Growth funds invest in stocks that the fund's portfolio manager believes have potential for significant price appreciation and for large capital gains. Many of these portfolios focus on companies in expanding industries.
Equity income funds invest in stocks that regularly pay dividends.
Small-cap, mid-cap, or large-cap stock funds select from companies within a certain size range. Economic cycles tend to favor different sized companies at different times, so, for example, a small-cap fund may be doing very well at a time when large-cap funds are more stagnant, and vice versa.
Taxable Bond funds are bonds issued by corporations or the U.S. government/agencies.
Municipal Bond funds are issued by various state and local governments. The income from these bonds is generally free from federal taxes and in certain cases from state and local taxes.
Balanced funds invest in a mixture of stocks and bonds to build a portfolio diversified across both asset classes. The target percentages for each type of investment are stated in the prospectus. Because stocks and bonds tend to do well during different phases of an economic cycle, balanced funds may be less volatile than pure stock or bond funds.
Target-date funds, sometimes called lifecycle funds, are funds of funds that change their investments over time to meet goals you plan to reach at a specific time, such as retirement. These portfolios provide diversified exposure to stocks, bonds and cash. Typically, target-date funds are sold by date, such as a 2025 fund. The farther away the date is, the greater the risks the fund usually takes at first. As the target date approaches, portfolio management adjusts the allocation. Note: The principal value of the target-date funds is not guaranteed at any time, including at the target date.

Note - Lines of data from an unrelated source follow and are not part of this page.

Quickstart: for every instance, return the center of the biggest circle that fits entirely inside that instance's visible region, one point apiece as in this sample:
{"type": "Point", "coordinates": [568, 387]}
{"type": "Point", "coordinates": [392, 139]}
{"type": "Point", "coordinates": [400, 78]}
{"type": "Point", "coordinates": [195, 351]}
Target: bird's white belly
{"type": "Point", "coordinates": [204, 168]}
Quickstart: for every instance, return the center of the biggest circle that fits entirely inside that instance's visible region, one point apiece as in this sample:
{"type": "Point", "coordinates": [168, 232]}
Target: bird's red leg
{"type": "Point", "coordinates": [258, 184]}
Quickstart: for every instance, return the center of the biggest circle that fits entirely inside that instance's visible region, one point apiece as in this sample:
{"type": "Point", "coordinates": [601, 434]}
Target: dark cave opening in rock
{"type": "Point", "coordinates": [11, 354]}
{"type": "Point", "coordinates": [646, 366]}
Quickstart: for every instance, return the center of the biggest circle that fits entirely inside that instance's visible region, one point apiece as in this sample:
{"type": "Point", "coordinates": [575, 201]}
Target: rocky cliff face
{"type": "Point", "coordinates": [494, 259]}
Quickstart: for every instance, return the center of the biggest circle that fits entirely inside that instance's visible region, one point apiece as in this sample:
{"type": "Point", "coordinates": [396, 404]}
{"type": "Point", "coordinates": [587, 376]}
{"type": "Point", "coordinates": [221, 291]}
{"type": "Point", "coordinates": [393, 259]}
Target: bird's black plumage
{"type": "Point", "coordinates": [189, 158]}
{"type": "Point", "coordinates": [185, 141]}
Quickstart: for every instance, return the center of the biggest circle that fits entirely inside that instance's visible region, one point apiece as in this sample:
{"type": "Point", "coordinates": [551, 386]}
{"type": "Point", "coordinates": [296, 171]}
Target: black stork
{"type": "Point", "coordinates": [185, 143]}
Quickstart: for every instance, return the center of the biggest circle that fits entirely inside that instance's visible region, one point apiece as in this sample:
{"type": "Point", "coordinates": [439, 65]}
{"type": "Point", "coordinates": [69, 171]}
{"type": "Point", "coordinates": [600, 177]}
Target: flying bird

Money market funds invest in short-term debt, such as Treasury bills and the very short-term corporate debt known as commercial paper. These investments are considered cash equivalents. Money market funds invest with the goal of maintaining a share price of $1 while earning interest for shareholders with a goal of preserving capital. They are sometimes considered an alternative to a bank savings account although they aren't insured by the FDIC. Some funds have private insurance.